Machine Learning – Why a Well-Calibrated Model Has Worse Brier Score Loss

calibrationclassificationlogisticmachine learningmathematical-statistics

I already referred this post.Don't mark this as duplicate.

I am working on a binary classification problem using algos like random forest, extra trees and logistic regression. dataset shape is 977, 6. class ratio is 77:23

In terms of our metric of interest f1, random forest seemed to do better followed by extra trees and then last is logistic regression

However, in terms of calibration, I see that logistic regression is well-calibrated (not surprised), followed by extra-trees and last is random forest.

But my question, why does logistic regression have higher brier score loss when compared to random forest (which doesn't have inherent calibration capability as log reg)?

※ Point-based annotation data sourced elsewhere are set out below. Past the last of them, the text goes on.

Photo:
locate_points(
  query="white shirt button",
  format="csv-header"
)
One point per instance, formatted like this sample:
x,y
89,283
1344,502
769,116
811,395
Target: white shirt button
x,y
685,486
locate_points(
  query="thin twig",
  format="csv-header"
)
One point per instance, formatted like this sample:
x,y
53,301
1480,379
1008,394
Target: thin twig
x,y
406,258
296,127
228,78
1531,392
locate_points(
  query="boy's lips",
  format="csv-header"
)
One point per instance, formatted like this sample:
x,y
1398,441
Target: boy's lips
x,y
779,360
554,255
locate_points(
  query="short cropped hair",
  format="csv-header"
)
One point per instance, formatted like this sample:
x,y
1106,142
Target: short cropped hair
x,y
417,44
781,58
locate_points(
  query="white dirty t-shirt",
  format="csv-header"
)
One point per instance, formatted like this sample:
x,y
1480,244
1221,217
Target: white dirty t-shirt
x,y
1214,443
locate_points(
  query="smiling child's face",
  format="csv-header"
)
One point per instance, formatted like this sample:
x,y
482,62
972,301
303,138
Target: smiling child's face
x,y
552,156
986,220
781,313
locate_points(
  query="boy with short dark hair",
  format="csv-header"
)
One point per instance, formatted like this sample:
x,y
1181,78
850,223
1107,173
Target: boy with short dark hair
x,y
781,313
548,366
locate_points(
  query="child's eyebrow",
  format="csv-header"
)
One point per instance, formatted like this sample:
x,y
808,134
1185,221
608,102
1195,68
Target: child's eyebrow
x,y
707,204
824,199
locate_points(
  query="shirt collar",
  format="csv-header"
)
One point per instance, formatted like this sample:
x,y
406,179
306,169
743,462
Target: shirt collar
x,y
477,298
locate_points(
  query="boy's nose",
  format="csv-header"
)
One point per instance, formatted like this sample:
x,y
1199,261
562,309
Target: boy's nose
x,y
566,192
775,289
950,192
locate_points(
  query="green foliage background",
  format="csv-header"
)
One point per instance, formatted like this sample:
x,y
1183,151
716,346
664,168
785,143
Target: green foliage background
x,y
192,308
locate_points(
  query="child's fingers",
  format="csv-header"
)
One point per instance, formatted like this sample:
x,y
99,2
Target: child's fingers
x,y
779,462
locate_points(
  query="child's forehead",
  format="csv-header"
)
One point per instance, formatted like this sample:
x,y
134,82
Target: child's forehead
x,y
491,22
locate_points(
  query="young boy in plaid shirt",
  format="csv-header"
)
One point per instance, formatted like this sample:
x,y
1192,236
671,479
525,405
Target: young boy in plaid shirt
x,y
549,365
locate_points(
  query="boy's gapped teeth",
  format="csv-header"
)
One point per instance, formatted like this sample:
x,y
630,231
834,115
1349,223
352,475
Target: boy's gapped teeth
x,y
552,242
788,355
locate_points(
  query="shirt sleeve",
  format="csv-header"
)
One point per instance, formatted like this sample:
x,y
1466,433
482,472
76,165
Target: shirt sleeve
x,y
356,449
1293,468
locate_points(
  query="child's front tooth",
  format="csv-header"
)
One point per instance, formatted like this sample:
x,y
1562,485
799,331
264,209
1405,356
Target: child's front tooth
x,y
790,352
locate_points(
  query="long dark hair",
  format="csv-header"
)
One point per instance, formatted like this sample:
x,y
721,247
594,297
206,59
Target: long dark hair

Shouldn't the logistic regression brier score loss be the smallest, followed by extra trees and last is random forest?

Please find the graphs below

enter image description here

enter image description here

enter image description here

Best Answer

Brier score can be decomposed into measures of calibration and discrimination. Calibration describes the extent to which predicted probabilities align with true event occurrence. That is, if an event that is predicted to happen with probability $0.5$ actually happens $90\%$ of the time, the calibration is poor. Discrimination describes the extent to which model predictions for the two categories can be separated, and the Brier score does well here when the predicted distributions for the two categories are easy to separate (hence the relationship to the ROC AUC discussed in the link).

You have a poor Brier score despite good calibration. This must mean that the ability for a model to discriminate between the two categories is poor.